Good. She wanted to be a different kind of Rosie tonight. A Rosie who took risks and made decisions for herself, for better or worse. Tomorrow morning, when she woke up, she wanted to be someone who wasn’t afraid to try new things. Maybe getting drunk and dancing with her girlfriends was a far cry from opening a restaurant, but she had to start somewhere.

She couldn’t blame Dominic for the sheltered life she’d been living. As much as she wanted to blame him for the fact that she never went out, never cultivated friendships or had fun, she had to take ownership. Once upon a time, she’d wanted nothing more than to be home with him. Just the two of them. But toward the end, staying home meant staying in silence. Bobbing around feeling like a disconnected spare part.

She refused to feel that way tonight.

With the expensive leather rubbing the bare backs of her thighs and the sounds of the city drifting in through the open moonroof, Rosie might as well have been living on a different planet. The lack of familiarity excited and scared her at the same time. With her axis already tilted, she was getting ready to tip it even more. Before the night she’d gone to stay at Bethany’s house, she never would have believed she’d leave her husband. This morning, she never would have believed she’d quit her job. Something was changing inside her. Throwing herself outside her comfort zone when everything was already in flux made her pulse race.

Bethany scooted closer on the leather seat. “Hey. You okay?”

“Yes.” Despite her answer, Rosie shook her head no. “I’ve never gone out dancing and drinking like this. Not without Dominic.”

Her blond bestie sipped from her champagne flute and tilted her head thoughtfully. “What are you worried about?”

“We’re not even in the club yet and I feel unfaithful,” Rosie admitted, cupping her knees in her hands. “I’m in this weird place where I’m not sure if I’m afraid to piss off Dominic or if that’s exactly what I want. And I would never look at another man while we’re still married—that’s not what I mean. Maybe . . . maybe I’ll never be able to look at another man. But this dress and this situation where he can’t confirm my safety would be enough to drive him crazy.”

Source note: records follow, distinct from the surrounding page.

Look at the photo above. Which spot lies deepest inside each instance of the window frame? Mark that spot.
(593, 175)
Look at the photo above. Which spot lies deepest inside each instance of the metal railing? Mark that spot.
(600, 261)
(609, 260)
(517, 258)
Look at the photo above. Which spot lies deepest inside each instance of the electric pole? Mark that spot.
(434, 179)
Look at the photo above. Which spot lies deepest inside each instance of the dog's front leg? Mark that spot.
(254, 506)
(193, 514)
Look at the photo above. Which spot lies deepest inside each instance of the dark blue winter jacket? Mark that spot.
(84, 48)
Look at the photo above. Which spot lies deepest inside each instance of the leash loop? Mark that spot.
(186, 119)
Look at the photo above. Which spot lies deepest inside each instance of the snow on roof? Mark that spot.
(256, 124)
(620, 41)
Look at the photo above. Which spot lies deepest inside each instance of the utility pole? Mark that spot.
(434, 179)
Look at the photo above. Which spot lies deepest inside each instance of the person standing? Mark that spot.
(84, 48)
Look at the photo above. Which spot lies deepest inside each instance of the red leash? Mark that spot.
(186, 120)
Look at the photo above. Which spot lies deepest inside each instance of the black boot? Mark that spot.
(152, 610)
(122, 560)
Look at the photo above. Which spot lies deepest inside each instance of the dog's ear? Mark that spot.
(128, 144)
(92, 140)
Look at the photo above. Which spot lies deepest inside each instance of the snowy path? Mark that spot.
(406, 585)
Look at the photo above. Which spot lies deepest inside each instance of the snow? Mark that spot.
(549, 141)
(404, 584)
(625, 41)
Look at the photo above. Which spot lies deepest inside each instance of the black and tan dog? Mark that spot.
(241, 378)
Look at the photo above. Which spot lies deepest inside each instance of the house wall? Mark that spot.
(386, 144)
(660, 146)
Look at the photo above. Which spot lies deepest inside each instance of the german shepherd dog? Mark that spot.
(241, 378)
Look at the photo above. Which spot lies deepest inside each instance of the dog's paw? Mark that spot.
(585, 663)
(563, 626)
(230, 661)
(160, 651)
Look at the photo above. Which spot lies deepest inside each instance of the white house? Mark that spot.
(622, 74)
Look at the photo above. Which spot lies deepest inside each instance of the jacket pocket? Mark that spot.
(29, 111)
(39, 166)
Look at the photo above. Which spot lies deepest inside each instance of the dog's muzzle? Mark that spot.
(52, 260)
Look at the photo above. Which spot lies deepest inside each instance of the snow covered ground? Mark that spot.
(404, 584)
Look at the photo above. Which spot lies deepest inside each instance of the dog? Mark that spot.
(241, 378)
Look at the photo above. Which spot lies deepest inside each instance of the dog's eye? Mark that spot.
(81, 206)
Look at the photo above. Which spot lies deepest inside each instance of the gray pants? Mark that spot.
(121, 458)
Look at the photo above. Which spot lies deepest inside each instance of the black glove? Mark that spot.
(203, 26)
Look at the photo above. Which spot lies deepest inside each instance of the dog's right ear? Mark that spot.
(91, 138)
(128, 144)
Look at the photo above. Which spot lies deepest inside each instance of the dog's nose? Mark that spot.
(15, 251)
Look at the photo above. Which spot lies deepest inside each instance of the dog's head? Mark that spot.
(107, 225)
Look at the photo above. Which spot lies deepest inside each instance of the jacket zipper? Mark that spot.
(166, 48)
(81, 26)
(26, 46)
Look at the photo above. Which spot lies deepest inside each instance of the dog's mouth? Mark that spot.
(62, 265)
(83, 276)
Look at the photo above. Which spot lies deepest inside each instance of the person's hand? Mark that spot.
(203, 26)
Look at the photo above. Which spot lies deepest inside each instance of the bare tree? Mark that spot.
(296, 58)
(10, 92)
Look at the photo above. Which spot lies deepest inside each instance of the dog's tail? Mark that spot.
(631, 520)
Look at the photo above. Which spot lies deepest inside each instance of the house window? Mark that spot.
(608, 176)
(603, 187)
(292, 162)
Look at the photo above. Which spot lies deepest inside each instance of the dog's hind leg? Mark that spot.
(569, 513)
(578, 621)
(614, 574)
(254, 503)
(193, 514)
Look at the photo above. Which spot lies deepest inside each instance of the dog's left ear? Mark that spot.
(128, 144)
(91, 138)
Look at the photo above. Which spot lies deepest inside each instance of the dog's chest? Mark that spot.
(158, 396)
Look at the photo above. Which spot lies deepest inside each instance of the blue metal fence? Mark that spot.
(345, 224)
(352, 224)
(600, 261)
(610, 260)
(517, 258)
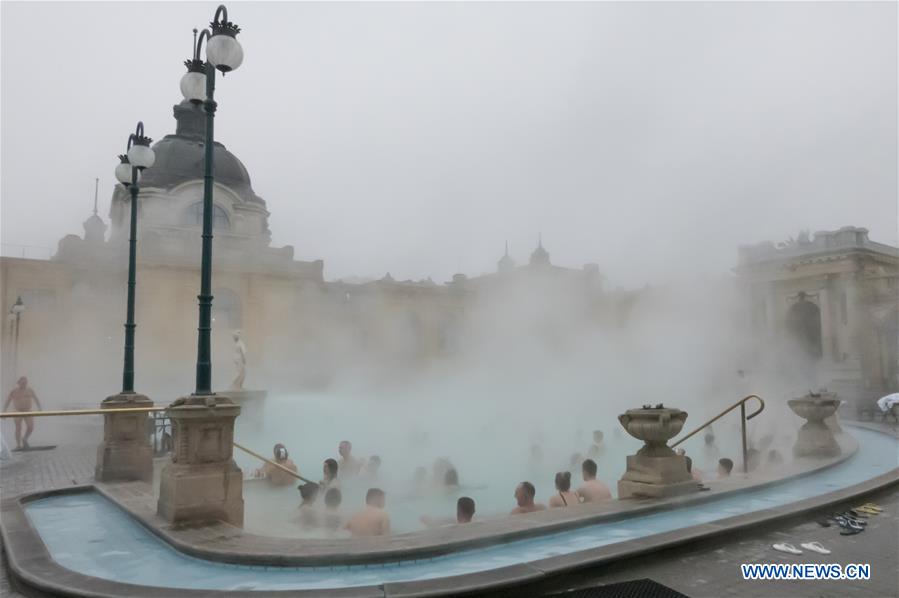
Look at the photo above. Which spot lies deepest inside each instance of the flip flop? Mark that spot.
(868, 510)
(815, 547)
(788, 548)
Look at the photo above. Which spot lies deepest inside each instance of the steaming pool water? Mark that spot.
(491, 452)
(82, 532)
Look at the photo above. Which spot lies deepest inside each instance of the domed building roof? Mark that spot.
(180, 157)
(539, 256)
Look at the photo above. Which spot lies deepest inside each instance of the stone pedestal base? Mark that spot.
(193, 494)
(656, 477)
(125, 453)
(815, 439)
(202, 483)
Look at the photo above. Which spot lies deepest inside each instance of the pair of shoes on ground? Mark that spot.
(811, 546)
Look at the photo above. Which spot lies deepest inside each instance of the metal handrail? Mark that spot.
(278, 465)
(743, 419)
(7, 414)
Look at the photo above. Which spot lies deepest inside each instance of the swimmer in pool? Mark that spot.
(371, 468)
(464, 514)
(725, 466)
(275, 475)
(563, 497)
(592, 489)
(309, 512)
(329, 473)
(332, 518)
(373, 520)
(524, 496)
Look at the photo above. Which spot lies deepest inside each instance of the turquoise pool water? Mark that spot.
(88, 534)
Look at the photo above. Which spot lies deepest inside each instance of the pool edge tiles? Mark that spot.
(501, 567)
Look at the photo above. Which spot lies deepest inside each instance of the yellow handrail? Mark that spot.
(138, 410)
(7, 414)
(743, 419)
(278, 465)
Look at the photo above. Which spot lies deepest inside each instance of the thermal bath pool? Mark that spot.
(88, 534)
(492, 453)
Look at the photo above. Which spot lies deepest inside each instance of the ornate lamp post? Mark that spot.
(125, 453)
(223, 52)
(202, 482)
(137, 157)
(15, 313)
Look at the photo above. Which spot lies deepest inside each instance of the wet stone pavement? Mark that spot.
(711, 569)
(706, 569)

Bethany sighed. “I’m sorry it’s so complicated right now,” she said. “Look at it this way—if going out in a sexy dress is enough to make him lose his shit, the deed is done. The shit has been lost. But you’re here. Might as well relax and enjoy yourself.” They both glanced toward the other end of the limousine where Kristin was trying to fix Georgie’s hair and getting her hand slapped away. “We didn’t come here to meet men, Rosie. It’s just going to be us girls dancing and curating hangovers. There’s nothing wrong with that.”

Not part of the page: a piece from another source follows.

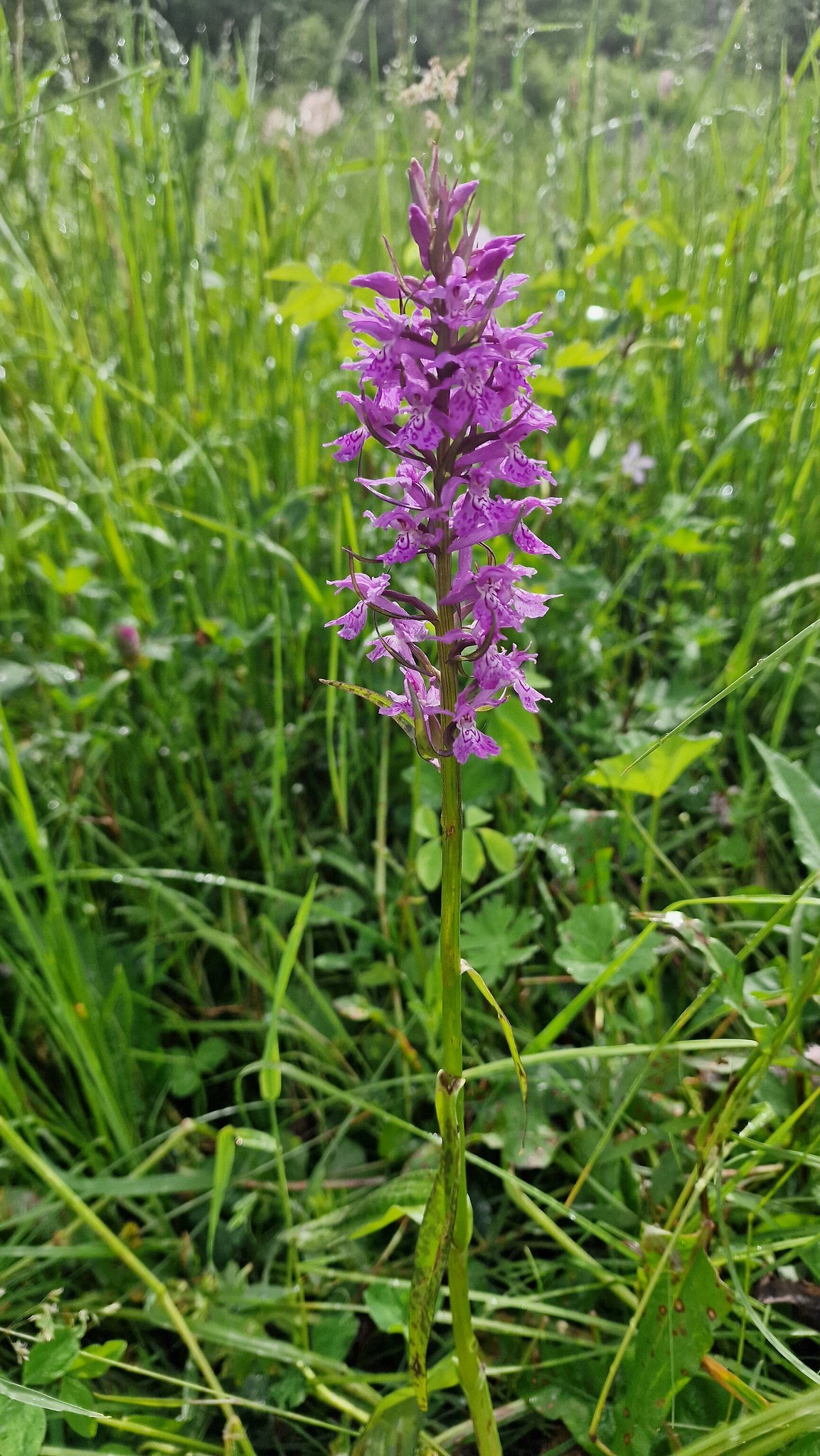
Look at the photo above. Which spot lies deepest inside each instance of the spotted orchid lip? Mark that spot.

Rosie’s spine straightened. “You’re right.” She blew out a breath. “I deserve this.”

“You’re damn right you do,” Bethany drawled, tossing back the rest of her champagne.

“I’m going to dance until I get blisters.”

“Ouch, but yes. Who says fun can’t be bloody?”

The limousine started to bump along the cobblestones that signaled their arrival in the Meatpacking District. Their destination appeared in the window, and Rosie’s excitement level rose, eclipsing her trepidation. While they’d been getting ready earlier that evening, Bethany had regaled her with stories of nights out at the Gansevoort Hotel. It was a sleek black building, looming high above the packed Friday-night street. After their driver helped them out of the limousine, the women linked arms and clicked on their heels toward the entrance.